Ha escluso, però, Serra, un suo eventuale coinvolgimento in un governo guidato da Renzi: «Io ministro? Non scherziamo. Non è la mia competenza. Non ne sarei capace. Sarebbe il più grande disservizio che potrei fare. A ciascuno il suo mestiere. Il mio è quello che faccio e sono contento: lo faccio bene». Poi, un richiamo indiretto a Pier Luigi Bersani: «Il suo è stato un insulto gratuito. Commesso secondo me in maniera erronea. Se qualcuno ha fatto un errore, chieda scusa e vada avanti».

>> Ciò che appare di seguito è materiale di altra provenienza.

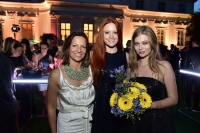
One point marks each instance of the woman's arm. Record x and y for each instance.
(170, 83)
(52, 92)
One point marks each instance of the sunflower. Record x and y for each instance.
(113, 99)
(133, 93)
(125, 103)
(138, 85)
(124, 81)
(145, 100)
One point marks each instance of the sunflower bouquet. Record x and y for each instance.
(129, 99)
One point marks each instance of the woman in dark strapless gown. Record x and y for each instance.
(109, 46)
(148, 68)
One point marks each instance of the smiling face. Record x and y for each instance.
(77, 49)
(142, 45)
(44, 49)
(110, 35)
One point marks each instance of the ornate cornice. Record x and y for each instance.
(24, 7)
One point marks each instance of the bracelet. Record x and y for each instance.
(158, 104)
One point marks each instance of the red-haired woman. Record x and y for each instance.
(107, 55)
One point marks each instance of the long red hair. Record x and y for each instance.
(98, 61)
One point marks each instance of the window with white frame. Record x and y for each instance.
(89, 31)
(27, 31)
(161, 35)
(139, 4)
(161, 6)
(180, 37)
(65, 30)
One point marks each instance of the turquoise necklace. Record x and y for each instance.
(76, 75)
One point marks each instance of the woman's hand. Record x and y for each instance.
(51, 65)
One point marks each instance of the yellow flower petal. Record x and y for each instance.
(145, 100)
(113, 99)
(125, 103)
(133, 92)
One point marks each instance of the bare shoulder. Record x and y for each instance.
(54, 75)
(165, 67)
(165, 64)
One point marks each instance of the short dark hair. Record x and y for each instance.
(67, 44)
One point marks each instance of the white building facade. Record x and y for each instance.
(168, 18)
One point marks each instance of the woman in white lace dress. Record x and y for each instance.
(70, 89)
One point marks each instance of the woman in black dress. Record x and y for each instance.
(157, 75)
(107, 55)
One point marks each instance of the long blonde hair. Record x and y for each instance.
(154, 55)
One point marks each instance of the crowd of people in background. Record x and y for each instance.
(22, 56)
(105, 55)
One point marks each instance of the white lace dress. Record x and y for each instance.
(75, 106)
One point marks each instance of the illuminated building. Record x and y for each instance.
(168, 18)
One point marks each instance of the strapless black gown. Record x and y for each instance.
(154, 120)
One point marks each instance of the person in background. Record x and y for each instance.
(164, 52)
(17, 60)
(8, 46)
(128, 46)
(148, 68)
(70, 88)
(52, 47)
(36, 49)
(27, 54)
(59, 54)
(192, 61)
(45, 62)
(174, 57)
(8, 102)
(107, 55)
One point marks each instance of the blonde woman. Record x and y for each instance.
(157, 75)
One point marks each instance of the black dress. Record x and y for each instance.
(103, 120)
(154, 120)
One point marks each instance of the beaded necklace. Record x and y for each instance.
(76, 75)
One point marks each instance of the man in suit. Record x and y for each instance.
(192, 61)
(8, 103)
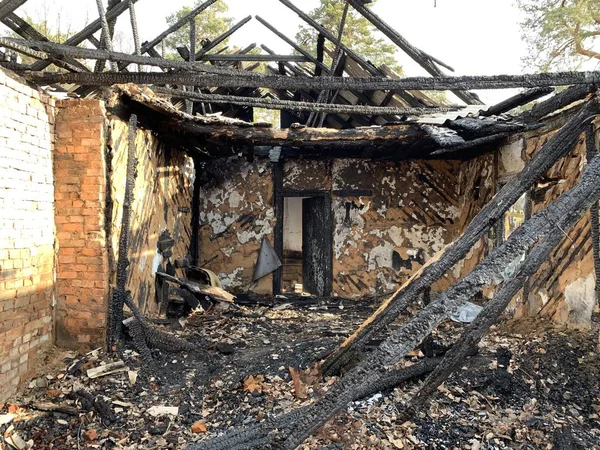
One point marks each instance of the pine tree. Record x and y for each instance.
(358, 34)
(210, 24)
(560, 34)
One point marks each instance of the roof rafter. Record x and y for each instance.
(247, 79)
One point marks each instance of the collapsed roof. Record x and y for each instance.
(209, 95)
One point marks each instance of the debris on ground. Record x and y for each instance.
(530, 386)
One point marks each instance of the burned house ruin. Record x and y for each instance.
(119, 185)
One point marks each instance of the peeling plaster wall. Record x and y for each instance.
(563, 288)
(383, 239)
(236, 212)
(162, 202)
(378, 241)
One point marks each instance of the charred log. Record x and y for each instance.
(258, 80)
(554, 149)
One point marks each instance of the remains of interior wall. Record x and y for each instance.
(161, 209)
(378, 240)
(236, 213)
(80, 202)
(563, 288)
(26, 230)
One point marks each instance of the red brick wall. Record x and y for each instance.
(26, 230)
(80, 193)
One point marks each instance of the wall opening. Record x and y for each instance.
(292, 244)
(307, 244)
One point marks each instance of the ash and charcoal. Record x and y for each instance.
(526, 388)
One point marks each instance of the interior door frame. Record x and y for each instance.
(278, 231)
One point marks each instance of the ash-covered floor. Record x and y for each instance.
(549, 397)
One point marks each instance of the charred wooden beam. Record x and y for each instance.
(134, 31)
(515, 101)
(9, 6)
(390, 136)
(62, 51)
(108, 31)
(293, 44)
(257, 437)
(256, 80)
(119, 294)
(455, 357)
(566, 210)
(591, 152)
(559, 101)
(147, 46)
(251, 57)
(297, 105)
(215, 42)
(558, 146)
(89, 30)
(421, 58)
(23, 29)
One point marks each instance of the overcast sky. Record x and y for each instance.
(476, 37)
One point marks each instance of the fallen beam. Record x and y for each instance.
(298, 105)
(89, 30)
(293, 44)
(558, 146)
(257, 80)
(515, 101)
(454, 359)
(252, 57)
(61, 50)
(566, 210)
(256, 437)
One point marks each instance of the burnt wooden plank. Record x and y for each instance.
(257, 80)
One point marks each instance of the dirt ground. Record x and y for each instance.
(531, 386)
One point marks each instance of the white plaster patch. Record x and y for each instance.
(260, 228)
(580, 299)
(156, 261)
(235, 199)
(395, 234)
(381, 256)
(512, 160)
(233, 279)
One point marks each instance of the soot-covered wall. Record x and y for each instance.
(379, 240)
(162, 206)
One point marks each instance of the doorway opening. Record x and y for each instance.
(307, 245)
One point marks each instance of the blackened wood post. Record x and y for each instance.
(189, 103)
(8, 6)
(119, 293)
(236, 79)
(195, 235)
(88, 31)
(591, 152)
(558, 146)
(278, 200)
(135, 31)
(455, 357)
(108, 28)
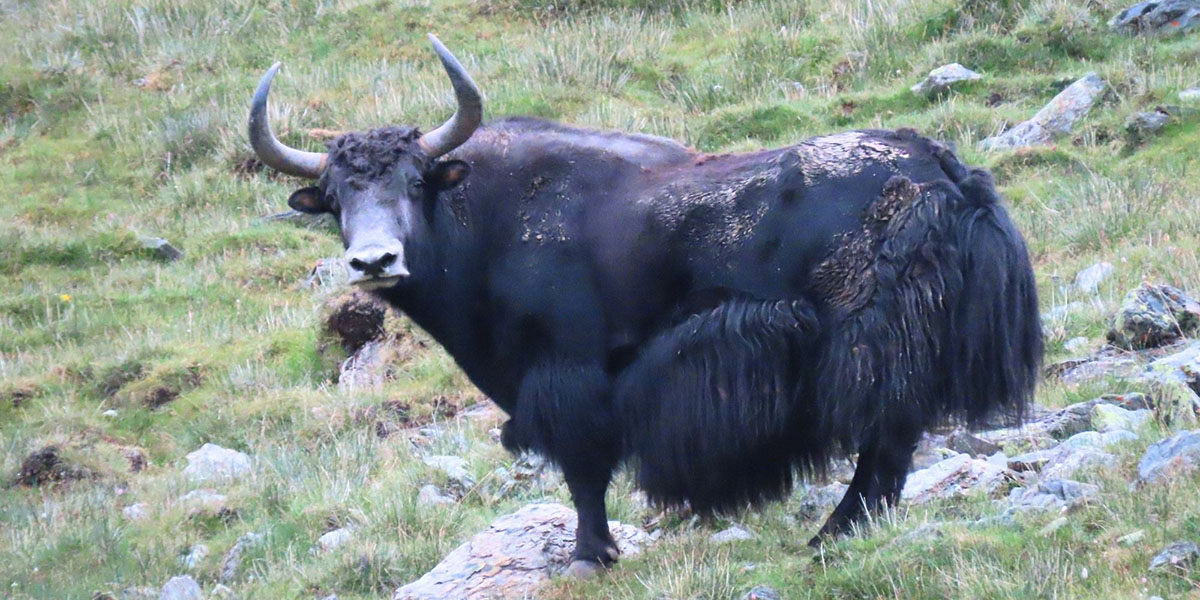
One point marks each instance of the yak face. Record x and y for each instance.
(381, 186)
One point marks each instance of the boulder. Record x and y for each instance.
(1170, 457)
(941, 78)
(957, 475)
(1055, 119)
(1158, 17)
(215, 463)
(515, 555)
(181, 588)
(1153, 316)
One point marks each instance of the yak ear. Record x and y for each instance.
(450, 173)
(307, 199)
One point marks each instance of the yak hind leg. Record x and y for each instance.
(564, 413)
(880, 475)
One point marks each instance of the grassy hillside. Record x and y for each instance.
(125, 118)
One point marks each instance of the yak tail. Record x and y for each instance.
(709, 407)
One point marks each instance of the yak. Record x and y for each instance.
(720, 324)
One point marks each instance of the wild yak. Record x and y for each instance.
(719, 323)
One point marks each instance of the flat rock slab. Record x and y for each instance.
(515, 555)
(1169, 457)
(1055, 119)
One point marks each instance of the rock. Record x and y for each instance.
(1140, 126)
(138, 511)
(181, 588)
(1157, 17)
(941, 78)
(215, 463)
(515, 555)
(334, 539)
(1055, 119)
(1059, 495)
(204, 499)
(1176, 556)
(1054, 526)
(1089, 280)
(1109, 418)
(1132, 538)
(1153, 316)
(761, 593)
(954, 477)
(198, 552)
(735, 533)
(161, 247)
(1170, 457)
(232, 562)
(432, 496)
(459, 480)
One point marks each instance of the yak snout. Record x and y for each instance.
(376, 265)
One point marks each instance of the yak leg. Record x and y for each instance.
(882, 468)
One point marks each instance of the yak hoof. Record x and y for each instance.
(582, 570)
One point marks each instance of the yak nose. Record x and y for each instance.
(376, 262)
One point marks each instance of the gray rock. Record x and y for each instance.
(432, 496)
(1087, 281)
(735, 533)
(1180, 555)
(1055, 119)
(195, 556)
(1170, 457)
(215, 463)
(1158, 17)
(232, 562)
(1153, 316)
(515, 555)
(181, 588)
(1057, 495)
(137, 511)
(941, 78)
(761, 593)
(331, 540)
(957, 475)
(161, 247)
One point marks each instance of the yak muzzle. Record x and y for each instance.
(377, 265)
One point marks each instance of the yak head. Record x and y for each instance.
(378, 184)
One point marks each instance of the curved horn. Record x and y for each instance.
(468, 115)
(269, 150)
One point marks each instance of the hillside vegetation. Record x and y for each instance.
(121, 119)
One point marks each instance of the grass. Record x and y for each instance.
(125, 118)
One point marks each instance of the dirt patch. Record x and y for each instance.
(355, 319)
(47, 466)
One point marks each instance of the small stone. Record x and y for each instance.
(181, 588)
(1055, 119)
(215, 463)
(138, 511)
(161, 247)
(432, 496)
(334, 539)
(1089, 280)
(1176, 556)
(733, 533)
(1132, 539)
(761, 593)
(1051, 527)
(941, 78)
(1170, 457)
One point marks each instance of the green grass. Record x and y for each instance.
(125, 118)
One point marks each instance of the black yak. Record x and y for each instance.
(720, 323)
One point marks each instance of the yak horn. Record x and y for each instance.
(269, 149)
(466, 118)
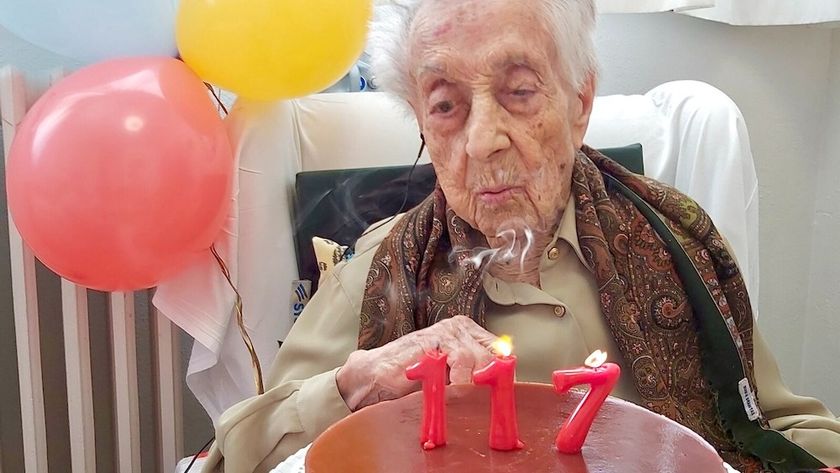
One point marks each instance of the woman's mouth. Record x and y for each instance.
(497, 195)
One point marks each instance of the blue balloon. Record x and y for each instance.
(93, 30)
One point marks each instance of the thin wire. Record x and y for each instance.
(405, 196)
(240, 319)
(195, 457)
(240, 322)
(216, 96)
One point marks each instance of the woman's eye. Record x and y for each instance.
(443, 107)
(522, 93)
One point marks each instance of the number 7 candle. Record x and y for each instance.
(601, 377)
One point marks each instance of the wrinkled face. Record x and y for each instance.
(501, 121)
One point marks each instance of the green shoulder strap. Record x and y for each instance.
(721, 362)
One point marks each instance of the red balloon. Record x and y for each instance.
(121, 173)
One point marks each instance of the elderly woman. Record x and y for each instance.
(532, 234)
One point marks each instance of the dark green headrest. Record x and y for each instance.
(340, 204)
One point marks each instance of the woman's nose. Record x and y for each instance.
(486, 129)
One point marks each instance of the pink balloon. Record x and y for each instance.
(121, 173)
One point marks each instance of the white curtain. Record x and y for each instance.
(736, 12)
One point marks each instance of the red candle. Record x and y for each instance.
(499, 375)
(431, 370)
(601, 377)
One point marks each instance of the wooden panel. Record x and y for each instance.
(79, 383)
(126, 402)
(25, 299)
(167, 373)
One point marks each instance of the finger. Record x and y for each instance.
(480, 354)
(467, 326)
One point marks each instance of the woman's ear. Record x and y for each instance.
(582, 109)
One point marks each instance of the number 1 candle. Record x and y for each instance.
(431, 370)
(500, 376)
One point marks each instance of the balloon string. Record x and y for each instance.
(216, 96)
(240, 319)
(240, 322)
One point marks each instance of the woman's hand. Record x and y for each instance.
(371, 376)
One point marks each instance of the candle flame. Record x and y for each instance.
(503, 346)
(596, 359)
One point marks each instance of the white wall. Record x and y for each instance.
(779, 77)
(822, 329)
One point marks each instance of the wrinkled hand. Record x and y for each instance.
(371, 376)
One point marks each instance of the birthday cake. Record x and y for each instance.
(624, 438)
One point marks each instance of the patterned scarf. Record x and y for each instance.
(424, 272)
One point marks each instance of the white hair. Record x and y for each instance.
(571, 22)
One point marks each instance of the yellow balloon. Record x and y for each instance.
(272, 49)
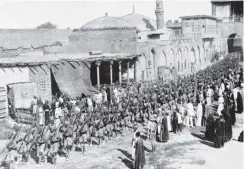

Intanto Matteo Renzi ieri ha preferito lasciare la scena agli altri. Solo poche parole, dette a margine della kermesse: «C’è la concreta possibilità  di vincere: non è un modo di dire, vedendo i dati è a portata di mano». E su Twitter benedice Pietro Ichino, l’economista che intervenendo ieri alla Leopolda ha bacchettato la sinistra («Faccia autocritica sul lavoro»): «C’è più sinistra in 5 minuti di Ichino che in 10 anni di discussione dei soliti noti».
E in serata Velina rossa ha diffuso una lettera del gennaio 2011 scritta dall’ex procuratore nazionale antimafia Pier Luigi Vigna, scomparso il 28 settembre, a Renzi per motivare le sue dimissioni da consigliere della sicurezza a Firenze: «Ogni funzione pubblica non può essere strumentalizzata. Invece emerge dalle tue dichiarazioni che stai usando una funzione pubblica come trampolino di lancio».